Contribution guidelines

Project will probably be moved to ONAP Gerrit repository. Thus, please follow ONAP contribution guidelines.

Merging

First of all let's avoid merge commits. To achieve it we should:

  • rebase master changes to task branches,
  • manually merge task branches to master with --ff-only option.

The last part needs some comment. In Gerrit master history is linear and easy to follow. That is probably the greatest (only? :wink:) advantage of Gerrit over GitLab. In GitLab EE it is possible to configure MRs so merge commits are avoided. However in GitLab CE it is not possible. To mitigate this, we should manually merge branches into master.

Some commands which you might find useful:

# 1. Update master
git checkout master
git fetch
git merge -ff-only

# 2. Rebase branch on fresh master
git checkout $BRANCH
git rebase -i master
git push --force

# 3. Merge branch
git checkout master
git merge --ff-only $BRANCH
git branch -d $BRANCH
git push origin --delete $BRANCH
git push

Sign-off rules

Each commit has to be signed-off. By signing the commit you certify that you did follow rules defined in the document https://gerrit.onap.org/r/static/signoffrules.txt:

Sign your work

To improve tracking of who did what, especially with contributions that
can percolate to their final resting place in the code base through
several layers of maintainers, we've introduced a "sign-off" procedure
on all contributions submitted.

The sign-off is a simple line at the end of the explanation for the
contribution, which certifies that you wrote it or otherwise have the
right to pass it on as an open-source contribution.
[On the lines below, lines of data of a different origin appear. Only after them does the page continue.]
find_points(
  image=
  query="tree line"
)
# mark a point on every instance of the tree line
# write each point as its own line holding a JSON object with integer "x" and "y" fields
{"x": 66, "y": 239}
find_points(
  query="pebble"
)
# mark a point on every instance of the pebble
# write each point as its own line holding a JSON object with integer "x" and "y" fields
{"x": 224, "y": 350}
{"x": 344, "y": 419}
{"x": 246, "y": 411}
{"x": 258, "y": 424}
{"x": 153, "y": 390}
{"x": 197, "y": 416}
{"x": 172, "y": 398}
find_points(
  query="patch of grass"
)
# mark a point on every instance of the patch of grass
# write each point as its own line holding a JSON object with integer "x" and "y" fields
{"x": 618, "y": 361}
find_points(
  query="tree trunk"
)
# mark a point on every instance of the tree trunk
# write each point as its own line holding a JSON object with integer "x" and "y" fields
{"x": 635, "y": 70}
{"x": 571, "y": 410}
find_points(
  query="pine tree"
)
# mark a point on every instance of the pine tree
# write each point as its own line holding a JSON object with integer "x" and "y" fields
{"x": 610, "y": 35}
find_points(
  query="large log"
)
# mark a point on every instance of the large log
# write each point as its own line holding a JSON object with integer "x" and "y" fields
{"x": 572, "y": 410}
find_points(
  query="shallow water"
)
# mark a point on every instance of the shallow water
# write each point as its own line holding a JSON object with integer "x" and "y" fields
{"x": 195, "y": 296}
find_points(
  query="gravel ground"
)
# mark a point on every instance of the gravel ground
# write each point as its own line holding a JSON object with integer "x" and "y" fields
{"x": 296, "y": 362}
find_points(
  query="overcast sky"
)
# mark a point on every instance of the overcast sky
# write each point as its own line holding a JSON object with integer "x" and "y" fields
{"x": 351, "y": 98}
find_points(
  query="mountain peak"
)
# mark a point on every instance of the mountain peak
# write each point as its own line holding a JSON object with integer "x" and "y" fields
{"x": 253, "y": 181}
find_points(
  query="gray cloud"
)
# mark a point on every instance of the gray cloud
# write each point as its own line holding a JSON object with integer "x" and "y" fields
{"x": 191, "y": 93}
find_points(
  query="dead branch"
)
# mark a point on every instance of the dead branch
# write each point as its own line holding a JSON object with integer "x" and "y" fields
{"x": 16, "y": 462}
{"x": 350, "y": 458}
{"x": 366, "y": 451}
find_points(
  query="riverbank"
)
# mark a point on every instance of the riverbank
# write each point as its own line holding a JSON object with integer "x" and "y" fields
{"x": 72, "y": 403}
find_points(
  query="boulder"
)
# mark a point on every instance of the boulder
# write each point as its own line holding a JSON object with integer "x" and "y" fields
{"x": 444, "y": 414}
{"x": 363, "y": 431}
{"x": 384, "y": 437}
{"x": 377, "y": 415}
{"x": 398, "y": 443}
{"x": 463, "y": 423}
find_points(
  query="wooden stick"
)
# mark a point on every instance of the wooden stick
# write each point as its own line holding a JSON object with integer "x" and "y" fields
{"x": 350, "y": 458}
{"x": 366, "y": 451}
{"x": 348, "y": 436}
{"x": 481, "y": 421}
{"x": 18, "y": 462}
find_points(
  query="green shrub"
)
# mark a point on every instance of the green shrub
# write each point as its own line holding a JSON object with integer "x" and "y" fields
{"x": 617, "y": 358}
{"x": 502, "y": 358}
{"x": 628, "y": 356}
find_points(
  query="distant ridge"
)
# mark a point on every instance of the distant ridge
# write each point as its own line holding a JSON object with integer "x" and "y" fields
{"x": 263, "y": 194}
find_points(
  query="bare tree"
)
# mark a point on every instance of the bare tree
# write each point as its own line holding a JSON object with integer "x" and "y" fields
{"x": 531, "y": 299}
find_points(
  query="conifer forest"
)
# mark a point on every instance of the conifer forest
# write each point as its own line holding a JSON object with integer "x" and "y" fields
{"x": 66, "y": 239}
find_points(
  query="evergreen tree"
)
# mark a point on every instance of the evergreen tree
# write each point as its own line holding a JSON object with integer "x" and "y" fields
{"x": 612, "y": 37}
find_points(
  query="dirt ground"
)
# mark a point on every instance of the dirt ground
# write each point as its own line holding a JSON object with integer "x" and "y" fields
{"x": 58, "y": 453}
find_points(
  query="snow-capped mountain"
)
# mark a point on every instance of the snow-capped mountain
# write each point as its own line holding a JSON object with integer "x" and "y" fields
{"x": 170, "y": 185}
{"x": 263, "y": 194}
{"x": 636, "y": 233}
When you sign-off
your contribution you are stating the following:

    By making a contribution to this project, I certify that:

    (a) The contribution was created in whole or in part by me and I
        have the right to submit it under the open source license
        indicated in the file; or

    (b) The contribution is based upon previous work that, to the best
        of my knowledge, is covered under an appropriate open source
        license and I have the right under that license to submit that
        work with modifications, whether created in whole or in part
        by me, under the same open source license (unless I am
        permitted to submit under a different license), as indicated
        in the file; or

    (c) The contribution was provided directly to me by some other
        person who certified (a), (b) or (c) and I have not modified
        it.

    (d) I understand and agree that this project and the contribution
        are public and that a record of the contribution (including all
        personal information I submit with it, including my sign-off) is
        maintained indefinitely and may be redistributed consistent with
        this project or the open source license(s) involved.